Une équipe de chercheurs vient de découvrir que chez la souris et l’Homme, il existe de minuscules canaux reliant directement la moelle osseuse du crâne à la muqueuse cérébrale. Ces canaux ressemblent à de minuscules tunnels, et ils font un lien direct entre le crâne et le cerveau.
Les résultats de la recherche révèlent que ces canaux nouvellement identifiés fournissent une voie d’accès directe aux cellules immunitaires, ce qui leur permet en cas de dommages, de passer directement de la moelle osseuse au cerveau. Cette nouvelle découverte suggère ainsi que ces cellules ont toujours bénéficié d’une sorte de « raccourci ».
En effet, jusqu’à maintenant, les scientifiques pensaient que les cellules immunitaires étaient transportées par la circulation sanguine à partir d’autres parties du corps pour lutter contre une inflammation cérébrale à la suite d’un accident vasculaire cérébral, d’une blessure ou d’un trouble cérébral.
Les minuscules canaux ont été découverts lorsqu’une équipe de chercheurs a voulu étudier le cheminement des cellules immunitaires délivrées au cerveau à la suite d’un accident vasculaire cérébral ou d’une méningite. La recherche visait à définir si celles-ci provenaient du crâne ou du tibia.
Les cellules spécifiques dont le cheminement a été étudié étaient les neutrophiles, les « premiers intervenants » de l’escouade immunitaire. Lorsque quelque chose tourne mal, elles font partie des premières cellules que le corps envoie sur le site concerné, pour aider à atténuer les causes de l’inflammation.
L’équipe a mis au point une technique permettant « d’étiqueter » les cellules avec des colorants membranaires fluorescents, qui agissent comme des capteurs de cellules. Les chercheurs ont traité ces cellules avec les colorants et les ont injectés à différents endroits dans la moelle osseuse de souris. Des cellules à marquage rouge ont été injectées dans le crâne et des cellules à marquage vert dans le tibia.
Une fois que les cellules se sont installées, les chercheurs ont induit plusieurs modèles d’inflammation aiguë, y compris un AVC et une méningoencéphalite induite chimiquement.
Ils ont constaté que le crâne envoyait significativement plus de neutrophiles au cerveau en cas d’accident vasculaire cérébral et de méningite que ne le faisait le tibia. Mais cela a soulevé une nouvelle question : par quel biais les neutrophiles ont-ils été acheminés ?
« Nous avons commencé à examiner le crâne avec beaucoup d’attention, en le regardant sous tous les angles, en essayant de comprendre comment les neutrophiles atteignaient le cerveau », a déclaré Matthias Nahrendorf de la faculté de médecine de Harvard et de l’hôpital général du Massachusetts, à Boston. « De manière inattendue, nous avons découvert de minuscules canaux reliant directement la moelle à la paroi externe du cerveau » ajoute-t-il.
À l’aide de la microscopie en bain d’organe — les tissus sont mis en bain pour conserveur leur intégrité durant l’examen — l’équipe a imagé la surface interne du crâne d’une souris. Ainsi, ils ont découvert des canaux vasculaires microscopiques reliant directement la moelle crânienne à la dure-mère (ou pachyméninges), une membrane fibreuse, dure et rigide, qui entoure le cerveau.

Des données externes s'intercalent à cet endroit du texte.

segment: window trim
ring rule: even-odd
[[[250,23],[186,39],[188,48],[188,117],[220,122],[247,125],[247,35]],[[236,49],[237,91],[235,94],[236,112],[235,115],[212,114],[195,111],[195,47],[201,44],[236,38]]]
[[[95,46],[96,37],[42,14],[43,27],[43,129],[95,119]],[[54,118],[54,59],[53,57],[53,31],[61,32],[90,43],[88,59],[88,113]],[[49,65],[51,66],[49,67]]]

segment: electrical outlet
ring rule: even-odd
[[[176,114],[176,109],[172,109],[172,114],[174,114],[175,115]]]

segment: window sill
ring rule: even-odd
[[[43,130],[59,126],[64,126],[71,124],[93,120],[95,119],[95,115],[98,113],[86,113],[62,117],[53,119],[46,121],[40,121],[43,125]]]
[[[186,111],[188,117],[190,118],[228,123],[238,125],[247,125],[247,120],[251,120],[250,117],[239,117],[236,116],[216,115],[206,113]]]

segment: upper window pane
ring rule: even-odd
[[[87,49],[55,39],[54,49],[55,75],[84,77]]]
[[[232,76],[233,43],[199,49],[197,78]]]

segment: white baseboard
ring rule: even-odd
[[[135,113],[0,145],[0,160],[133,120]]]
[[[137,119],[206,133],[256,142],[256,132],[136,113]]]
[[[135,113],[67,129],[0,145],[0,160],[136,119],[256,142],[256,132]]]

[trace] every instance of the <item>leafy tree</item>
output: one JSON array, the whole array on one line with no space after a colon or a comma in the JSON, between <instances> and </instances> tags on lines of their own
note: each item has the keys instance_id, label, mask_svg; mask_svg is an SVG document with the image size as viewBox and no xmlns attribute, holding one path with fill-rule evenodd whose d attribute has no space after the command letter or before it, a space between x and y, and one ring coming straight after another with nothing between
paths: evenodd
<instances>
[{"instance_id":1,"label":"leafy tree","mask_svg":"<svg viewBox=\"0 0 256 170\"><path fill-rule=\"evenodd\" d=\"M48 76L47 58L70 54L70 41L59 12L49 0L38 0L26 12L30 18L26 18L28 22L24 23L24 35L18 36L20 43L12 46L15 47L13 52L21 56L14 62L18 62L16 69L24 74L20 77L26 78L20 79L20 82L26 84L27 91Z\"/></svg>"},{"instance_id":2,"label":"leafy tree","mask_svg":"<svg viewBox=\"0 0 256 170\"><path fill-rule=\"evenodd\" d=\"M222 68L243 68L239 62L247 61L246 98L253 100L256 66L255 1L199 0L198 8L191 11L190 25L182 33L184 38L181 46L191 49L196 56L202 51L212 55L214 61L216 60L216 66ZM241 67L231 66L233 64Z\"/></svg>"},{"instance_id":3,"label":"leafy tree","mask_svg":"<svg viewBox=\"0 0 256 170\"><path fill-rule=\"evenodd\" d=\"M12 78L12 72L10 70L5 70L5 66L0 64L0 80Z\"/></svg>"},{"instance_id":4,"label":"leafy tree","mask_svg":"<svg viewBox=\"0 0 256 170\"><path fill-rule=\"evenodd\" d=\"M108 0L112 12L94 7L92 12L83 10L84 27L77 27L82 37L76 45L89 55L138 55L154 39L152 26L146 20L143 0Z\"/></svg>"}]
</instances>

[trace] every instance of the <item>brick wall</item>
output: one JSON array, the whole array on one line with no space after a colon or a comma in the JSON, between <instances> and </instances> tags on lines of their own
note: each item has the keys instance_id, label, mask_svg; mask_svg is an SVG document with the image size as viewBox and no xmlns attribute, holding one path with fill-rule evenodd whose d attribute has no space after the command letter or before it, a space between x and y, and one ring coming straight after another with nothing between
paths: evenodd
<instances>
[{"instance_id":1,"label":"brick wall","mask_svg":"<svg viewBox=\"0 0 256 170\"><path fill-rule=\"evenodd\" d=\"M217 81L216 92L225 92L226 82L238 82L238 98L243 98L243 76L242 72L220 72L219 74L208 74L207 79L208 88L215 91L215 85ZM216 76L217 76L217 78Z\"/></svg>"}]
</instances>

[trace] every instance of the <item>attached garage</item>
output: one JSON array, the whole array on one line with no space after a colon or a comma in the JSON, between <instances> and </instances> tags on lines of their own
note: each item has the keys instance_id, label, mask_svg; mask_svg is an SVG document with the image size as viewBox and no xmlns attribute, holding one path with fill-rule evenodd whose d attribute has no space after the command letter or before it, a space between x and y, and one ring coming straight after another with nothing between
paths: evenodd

Normalement, les globules rouges traversent ces canaux depuis l’intérieur du crâne jusqu’à la moelle osseuse, mais en cas d’accident vasculaire cérébral par exemple, ils ont été mobilisés pour transporter les neutrophiles dans la direction opposée, soit de la moelle osseuse vers le cerveau.
Par contre, cette observations n’avait été faite que chez la souris. Les chercheurs ne se sont donc pas arrêtés là. Pour déterminer si un processus similaire a lieu chez l’humain, ils ont prélevé des morceaux de crâne humain lors d’une intervention chirurgicale et ont réalisé une imagerie détaillée.
Les scientifiques ont alors, encore une fois, remarqué la présence de petits canaux. Ils possédaient cette fois un diamètre cinq fois plus grand que ceux observés dans les crânes de souris, à la fois dans les couches internes et externes de l’os.
Il s’agit d’une découverte importante, car les inflammations jouent un rôle dans de nombreux troubles cérébraux. Étudier ces processus pourrait donc aider les scientifiques à mieux comprendre les mécanismes en jeu. Cela pourrait également permettre d’en savoir plus sur l’apparition et le développement de maladies auto-immunes telle que la sclérose en plaques, où le système immunitaire attaque le cerveau.
Cependant, des recherches supplémentaires devront être menées pour déterminer quels sont les types de cellules, en dehors des neutrophiles, qui exploitent ces minuscules canaux, ainsi que le rôle que ces derniers jouent dans divers troubles cérébraux. La recherche a été publiée dans la revue Nature Neuroscience.